There are a small handful of songs in the show that don’t pull text straight from the play. One is an unaltered Lorca poem set to music. Another is inspired by a Lorca poem. And two I wrote from whole cloth, lyrics and music.I suppose my inspirations were fantasy movies like Legend or Dark Crystal but tinier. Daintier. We’re in the world of bugs. It’s a fairy tale, a tragedy, a comedy. I want the music to sound like all of these but not on a grand scale. These are innocent creatures grappling with huge emotions. Our sound is small and intimate but can flourish into something magical.
For live scoring I’m pulling from much of the techniques I learned at American Stage as music director for music theatre improv.

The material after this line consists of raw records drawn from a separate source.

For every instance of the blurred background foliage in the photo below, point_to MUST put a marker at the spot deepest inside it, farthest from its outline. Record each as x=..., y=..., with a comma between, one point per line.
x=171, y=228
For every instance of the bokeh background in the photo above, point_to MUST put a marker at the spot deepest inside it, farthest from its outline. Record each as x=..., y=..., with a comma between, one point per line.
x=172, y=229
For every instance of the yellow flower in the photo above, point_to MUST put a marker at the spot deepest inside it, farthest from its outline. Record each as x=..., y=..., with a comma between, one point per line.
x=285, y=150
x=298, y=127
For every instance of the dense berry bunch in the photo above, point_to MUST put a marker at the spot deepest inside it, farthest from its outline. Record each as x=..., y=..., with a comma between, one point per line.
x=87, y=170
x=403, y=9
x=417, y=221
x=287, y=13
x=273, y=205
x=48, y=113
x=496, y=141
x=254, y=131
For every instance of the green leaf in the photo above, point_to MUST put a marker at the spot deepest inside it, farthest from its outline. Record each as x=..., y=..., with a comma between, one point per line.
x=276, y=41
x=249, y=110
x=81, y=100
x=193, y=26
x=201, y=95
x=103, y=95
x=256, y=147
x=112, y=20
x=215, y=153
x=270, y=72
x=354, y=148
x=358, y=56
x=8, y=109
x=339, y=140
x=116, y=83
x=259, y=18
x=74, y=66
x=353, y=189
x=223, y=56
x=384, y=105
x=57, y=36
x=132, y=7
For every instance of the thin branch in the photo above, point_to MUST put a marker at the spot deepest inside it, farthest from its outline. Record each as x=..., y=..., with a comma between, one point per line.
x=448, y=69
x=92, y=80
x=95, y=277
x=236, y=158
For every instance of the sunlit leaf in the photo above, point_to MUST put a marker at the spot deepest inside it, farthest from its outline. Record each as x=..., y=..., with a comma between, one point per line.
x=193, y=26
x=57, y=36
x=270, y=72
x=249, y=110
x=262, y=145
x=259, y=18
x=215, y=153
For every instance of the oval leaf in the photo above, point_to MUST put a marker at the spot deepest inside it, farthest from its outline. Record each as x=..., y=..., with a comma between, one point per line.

It involves lots of listening. A deep musical vocabulary and a keen skill for translating emotion to music on the fly. It’s really the most fun part of this. Some of the underscore will be set in intent and motivation, but from night to night the details may change and even develop as the run of the show continues. Come to the first night and last night and you may find the underscore has morphed over time.
I’m using a lovely set of virtual instruments called Impressionism by Spitfire Audio. This virtual instrument is a love letter to 150 years of impressionist art. It’s filled with brightly colored hues, pastel washes of strings and woodwinds, harps and vibraphones and even some atonal clusters. Mixed in with this are some nylon guitar and some big, often menacing low end strings. Not a piano in the whole show!”
THE BUTTERFLY’S EVIL SPELL is on stage May 7 – June 1 at the Straz Center in downtown Tampa.